Using R in Nonparametric Statistics: Basic Table Analysis, Part One
A Tutorial by D.M. Wiig
One of the most common methods displaying and analyzing data is through the use of tables. In this tutorial I will discuss setting up a basic table using R and performing an initial Chi-Square test on the table. R has an extensive set of tools for manipulating data in the form of a matrix, table, or data frame. The package ‘vcd’ is specifically designed to provide tools for table analysis. Before beginning this tutorial open an R session in your terminal window. You can install the vcd package using the following command:
>install.packages()
Depending on your R installation you may be asked to designate a CRAN reflector to download from or you may see a list of available packages in your default CRAN mirror. Select the package ‘vcd’ and download it. I might add at this point that if you are running the newest release of R, R-3.0.x you will have to reload a number of dependencies that will not work under the latest version of R. Any time you are installing a package and see the ‘non-zero exit status’ error message look the dialog over to see which packages have to be reinstalled to work with the newest version of R. If you are using R-2.xx.x the vcd package will install without any other re-installations.
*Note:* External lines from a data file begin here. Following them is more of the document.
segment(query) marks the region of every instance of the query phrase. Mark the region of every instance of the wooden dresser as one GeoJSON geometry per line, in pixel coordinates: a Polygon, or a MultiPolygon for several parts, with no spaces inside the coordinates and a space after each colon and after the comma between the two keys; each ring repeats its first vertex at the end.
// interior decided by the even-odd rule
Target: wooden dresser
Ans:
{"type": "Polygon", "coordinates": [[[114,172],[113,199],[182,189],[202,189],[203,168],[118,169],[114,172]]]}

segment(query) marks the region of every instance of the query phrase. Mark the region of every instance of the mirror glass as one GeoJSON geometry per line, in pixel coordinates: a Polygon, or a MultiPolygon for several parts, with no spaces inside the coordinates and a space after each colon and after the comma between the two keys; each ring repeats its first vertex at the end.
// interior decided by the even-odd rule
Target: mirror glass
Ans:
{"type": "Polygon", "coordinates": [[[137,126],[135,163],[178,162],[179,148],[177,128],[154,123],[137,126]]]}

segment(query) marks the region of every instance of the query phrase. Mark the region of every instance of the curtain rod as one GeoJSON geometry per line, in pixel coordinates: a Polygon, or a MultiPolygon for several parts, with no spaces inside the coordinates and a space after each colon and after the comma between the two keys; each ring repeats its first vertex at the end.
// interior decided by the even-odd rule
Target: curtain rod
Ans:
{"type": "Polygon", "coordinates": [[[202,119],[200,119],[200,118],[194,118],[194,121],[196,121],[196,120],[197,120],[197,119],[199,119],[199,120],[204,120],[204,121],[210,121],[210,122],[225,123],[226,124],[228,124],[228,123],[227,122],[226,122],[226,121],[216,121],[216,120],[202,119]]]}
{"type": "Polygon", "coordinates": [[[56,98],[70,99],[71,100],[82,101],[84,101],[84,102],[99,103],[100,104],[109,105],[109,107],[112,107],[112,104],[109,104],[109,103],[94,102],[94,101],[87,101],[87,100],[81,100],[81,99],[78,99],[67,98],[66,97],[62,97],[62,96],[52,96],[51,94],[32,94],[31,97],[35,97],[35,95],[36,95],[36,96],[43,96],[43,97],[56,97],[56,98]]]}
In social science research we often use data that is nominal or ordinal in nature. Data is displayed in categories with associated frequency counts. In this tutorial I will use a set of hypothetical data that examines the relationship between income and political party identification among a group of registered voters. The variable “income” will be considered ordinal in nature and consists of categories of income in thousands as follows:
“< 25”; “25-50”; “51-100” and “>100”
Political party identification is nominal in nature with the following categories:
“Dem”, “Rep”, “Indep”
Frequency counts of individuals that fall into each category are numeric. In the first example we will create a table by entering the data as a data frame and displaying the results. When using this method it is a good idea to set up the table on paper before entering the data into R. This will help to make sure that all cases and factors are entered correctly. The table I want to generate will look like this:
party
income Dem Rep Indep
<25 15 5 10
26-50 20 15 15
51-100 10 20 10
>100 5 30 10
To enter the above into a data frame use the following on the command line:
> partydata <- data.frame(expand.grid(income=c(“<25″,”25-50″,”51-100″,”>100″), party=c(“Dem”,”Rep”, “Indep”)),count=c(15,20,10,5,5,15,20,30,10,15,10,10))
>
Make sure the syntax is exactly as shown and make sure the entire script is on the same line or has done an automatic return to the next line in your R console. When the command runs without error you can view the data by entering:
> partydata
The following output is produced:
> partydata
income party count
1 <25 Dem 15
2 25-50 Dem 20
3 51-100 Dem 10
4 >100 Dem 5
5 <25 Rep 5
6 25-50 Rep 15
7 51-100 Rep 20
8 >100 Rep 30
9 <25 Indep 10
10 25-50 Indep 15
11 51-100 Indep 10
12 >100 Indep 10
>
At this point the data is in frequency rather that table or matrix form. To view a summary of information about the data use the command:
>str(partydata)
You will see:
> str(partydata)
‘data.frame’: 12 obs. of 3 variables:
$ income: Factor w/ 4 levels “<25″,”26-50”,..: 1 2 3 4 1 2 3 4 1 2 …
$ party : Factor w/ 3 levels “Dem”,”Rep”,”Indep”: 1 1 1 1 2 2 2 2 3 3 …
$ count : num 15 20 10 5 5 15 20 30 10 15 …
To convert the data into tabular format use the command xtabs to perform a cross tabulation. I have named the resulting table “tabs”:
>tabs <- xtabs(count ~income + party, data=partydata)
To view the resulting table use:
> tabs
party
income Dem Rep Indep
<25 15 5 10
26-50 20 15 15
51-100 10 20 10
>100 5 30 10
>
This produces a table in the desired format. To do a quick analysis of the table that produces a Chi-square statistic use the command:
> summary(tabs)
The output is
> summary(tabs)
Call: xtabs(formula = count ~ income + party, data = partydata)
Number of cases in table: 165
Number of factors: 2
Test for independence of all factors:
Chisq = 25.556, df = 6, p-value = 0.0002693
>
In future tutorials I will discuss many of the other resources that are available with the vcd package for manipulating and analyzing data in a tabular format.